Most young women grow up with consistent societal messages and experiences that reinforce the importance of learning skills for the role of motherhood. Even today, when options for careers have expanded so dramatically for women, the early messages, subliminal or overt, are so powerful, "successful" women want to and expect to "have it all"--a career and children. At the same time young men are being encouraged to perform their role as father with more physical and emotional involvement than ever before, but their primary role remains that of "breadwinner."

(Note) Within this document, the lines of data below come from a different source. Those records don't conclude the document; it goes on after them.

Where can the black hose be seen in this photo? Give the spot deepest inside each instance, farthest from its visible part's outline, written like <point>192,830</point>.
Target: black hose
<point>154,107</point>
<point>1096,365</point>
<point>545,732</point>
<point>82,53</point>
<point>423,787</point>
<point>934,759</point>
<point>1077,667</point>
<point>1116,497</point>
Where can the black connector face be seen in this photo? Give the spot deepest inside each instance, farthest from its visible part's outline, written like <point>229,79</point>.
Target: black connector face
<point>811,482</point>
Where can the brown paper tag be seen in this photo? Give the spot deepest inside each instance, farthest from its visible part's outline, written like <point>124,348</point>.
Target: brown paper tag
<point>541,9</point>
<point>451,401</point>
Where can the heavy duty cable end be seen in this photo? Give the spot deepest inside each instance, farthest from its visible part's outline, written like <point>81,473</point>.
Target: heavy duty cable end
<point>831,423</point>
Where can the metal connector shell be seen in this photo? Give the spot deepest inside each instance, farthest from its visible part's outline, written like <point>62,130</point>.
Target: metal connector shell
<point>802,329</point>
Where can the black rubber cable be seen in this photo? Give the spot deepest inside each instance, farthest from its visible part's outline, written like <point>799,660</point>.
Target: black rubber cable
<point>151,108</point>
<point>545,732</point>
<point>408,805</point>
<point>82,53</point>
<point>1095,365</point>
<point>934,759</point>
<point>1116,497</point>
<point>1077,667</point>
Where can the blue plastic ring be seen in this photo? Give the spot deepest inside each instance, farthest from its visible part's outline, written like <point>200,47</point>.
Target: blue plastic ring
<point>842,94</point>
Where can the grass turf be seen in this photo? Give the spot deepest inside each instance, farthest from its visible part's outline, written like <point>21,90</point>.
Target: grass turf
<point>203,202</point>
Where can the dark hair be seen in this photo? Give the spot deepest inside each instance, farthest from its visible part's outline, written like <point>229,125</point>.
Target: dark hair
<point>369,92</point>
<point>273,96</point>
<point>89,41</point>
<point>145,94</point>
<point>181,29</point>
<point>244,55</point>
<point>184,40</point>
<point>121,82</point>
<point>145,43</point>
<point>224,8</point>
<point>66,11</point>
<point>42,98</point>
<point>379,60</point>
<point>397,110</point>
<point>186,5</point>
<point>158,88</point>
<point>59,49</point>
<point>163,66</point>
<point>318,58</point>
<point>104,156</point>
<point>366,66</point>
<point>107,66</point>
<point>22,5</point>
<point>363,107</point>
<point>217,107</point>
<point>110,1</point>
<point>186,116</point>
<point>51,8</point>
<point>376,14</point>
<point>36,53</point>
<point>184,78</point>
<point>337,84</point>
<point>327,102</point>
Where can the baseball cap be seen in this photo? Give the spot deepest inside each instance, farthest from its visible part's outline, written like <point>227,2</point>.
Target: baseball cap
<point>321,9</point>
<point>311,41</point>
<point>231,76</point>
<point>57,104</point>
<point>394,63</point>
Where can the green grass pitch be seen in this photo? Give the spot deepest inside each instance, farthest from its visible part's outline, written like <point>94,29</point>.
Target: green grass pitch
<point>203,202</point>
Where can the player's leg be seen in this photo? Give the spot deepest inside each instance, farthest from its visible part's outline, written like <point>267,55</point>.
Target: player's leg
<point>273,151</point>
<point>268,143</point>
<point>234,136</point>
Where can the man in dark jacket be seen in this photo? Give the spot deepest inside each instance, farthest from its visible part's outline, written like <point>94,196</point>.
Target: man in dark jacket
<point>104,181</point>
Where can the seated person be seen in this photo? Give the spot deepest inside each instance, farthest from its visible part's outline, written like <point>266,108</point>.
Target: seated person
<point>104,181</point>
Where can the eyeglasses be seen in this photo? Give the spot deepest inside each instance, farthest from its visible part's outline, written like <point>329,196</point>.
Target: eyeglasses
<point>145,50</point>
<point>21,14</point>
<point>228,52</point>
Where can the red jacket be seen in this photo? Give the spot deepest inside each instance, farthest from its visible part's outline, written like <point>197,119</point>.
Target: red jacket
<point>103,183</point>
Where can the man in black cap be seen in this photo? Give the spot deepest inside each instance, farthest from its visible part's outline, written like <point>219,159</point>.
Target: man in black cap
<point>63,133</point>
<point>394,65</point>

Female adolescents seem to have somewhat more realistic views of childbearing and childrearing than do their male counterparts. This is probably the result of a variety of early childhood influences that support stereotypical behaviors such as the "mommy" games they were frequently encouraged to play, and the responsibilities they were assigned as caretakers of younger siblings in their family of origin. At the same time young men were often discouraged from "playing house" or encouraged to play the part of the "repairman" or "workman." As they grow older and seek their first employment, young women are offered baby-sitting jobs far more often than are young men. It is generally thought that teenage males are not mature enough, capable enough, or interested enough in providing responsible care for very young children. Their services are usually sought for older children, especially male children because of their assumed protective ability and interest in sports. Hence, this type of early job experience centers around their physical abilities. Thus, these early activities can be considered as "societal conditioning" wherein stereotypical behaviors expected of each sex as adults and as parents are developed and reinforced. Perhaps women then take on their roles as the primary caretakers and nurturers as part of a self-fulfilling prophecy. But how do males, especially as teenagers, learn how to be parents in other than stereotypical male breadwinner-type ways? And, more importantly, how do they learn responsibility in the prevention of pregnancy when they have little or no experience with the reality of parenting? Perhaps even those males who try to avoid unintended pregnancy do so only because their girlfriends insist or because their parents have "warned" them.

Teeange Males and Parenthood

The research literature on teen males and parenthood is sparse, ambiguous, and often contributes to stereotypical conceptualizations. Among the myths and misconceptions that are reinforced are that young men are irresponsible, ready to take sexual advantage of any female that will let them, and frequently are unwilling to take responsibility for, or participate in resolutions concerning unintended pregnancy. Yet, social service workers and other professionals who work with prospective teenage fathers have reported that these men are concerned about their female partners and their prospective children, intend to participate in child care, and provide financial support (Barrett & Robinson, 1982; Redmond, 1985; Westney, Cole, & Mumford, 1986). However, since their developmental stage and social situation frequently inhibit them from carrying out these good intentions, they are left with feelings of helplessness and lowered self-esteem.